Martina no dio paso atrás en su versión. Seguía afirmando que era verdad lo que había dicho, y su madre seguía de su lado, apoyándola. Al final, Martina salió corriendo hacia su habitación llorando, pero antes de subir les dijo a todos, mirando a su padre a los ojos, que era cruel por no creerle. Su madre salió enojada tras ella para consolar a su princesa. Damián se acercó a Luca, le dijo unas disculpas frías y cortantes, y salió a la calle sin mirar atrás. Nicolás también se fue a su casa, sintiéndose aliviado de que al menos se hubiera escuchado la verdad.
Mateo y Bruno estaban por irse también cuando su padre detuvo a Bruno.
—¿Podemos hablar unos minutos, hijo? —le pidió con voz suave.
Luca se fue a su habitación, y Mateo salió a esperarlo en el auto. Bruno se sentó en el sofá junto a su padre, que lo miró con una expresión que no había visto antes: triste, arrepentida, llena de amor y de dolor a la vez.
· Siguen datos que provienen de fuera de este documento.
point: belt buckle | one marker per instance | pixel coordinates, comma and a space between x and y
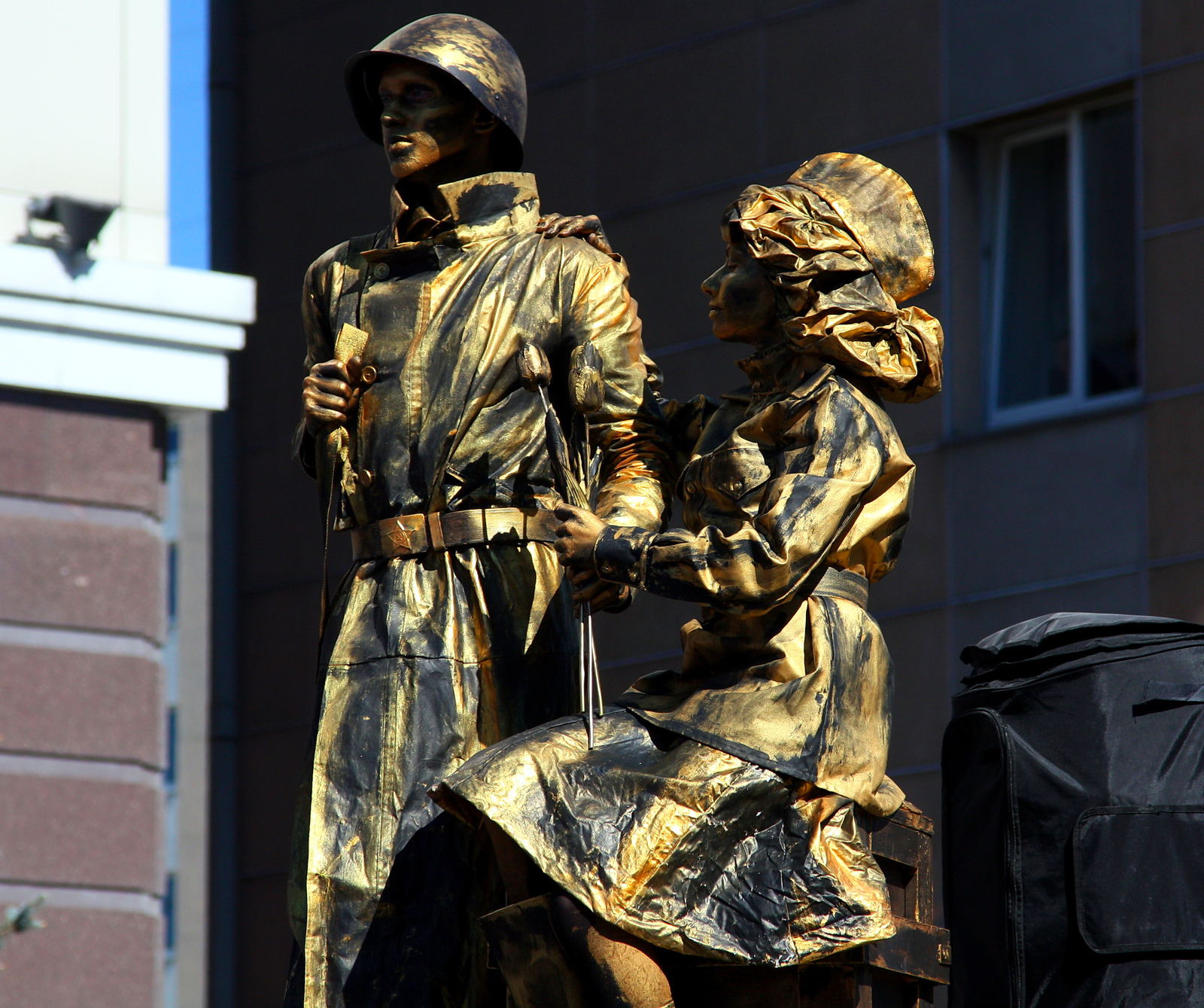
399, 537
503, 524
—No he dejado de pensar en ese día cuando te fuiste —empezó a decirle su padre con voz temblorosa—. No he dejado de pensar en los recuerdos de cuando eras un bebé, de cuando te tomaba en brazos y te prometía estar a tu lado en todo, no abandonarte en ningún momento. Sé que me enoja la idea de que te atraiga un hombre, me cuesta entenderlo… pero si no cumplo con la promesa que te hice cuando eras un bebé, si no te acepto como eres, me destroza. No me importa nada más que no sea la felicidad de mis hijos. Son mi gran tesoro. Los amo más que a mi propia vida. Perdóname, hijo. Perdóname por hacerte daño, por no entenderte, por ser un mal padre.
Bruno, al escuchar esas palabras, no pudo controlar su emoción y lo abrazó con tanta fuerza como si quisiera que se fundieran en un solo abrazo, agradeciéndole por dejar de lado su orgullo y aceptar que su hijo amaba a un hombre.
—Gracias, papá —susurró con la voz quebrada—. Gracias.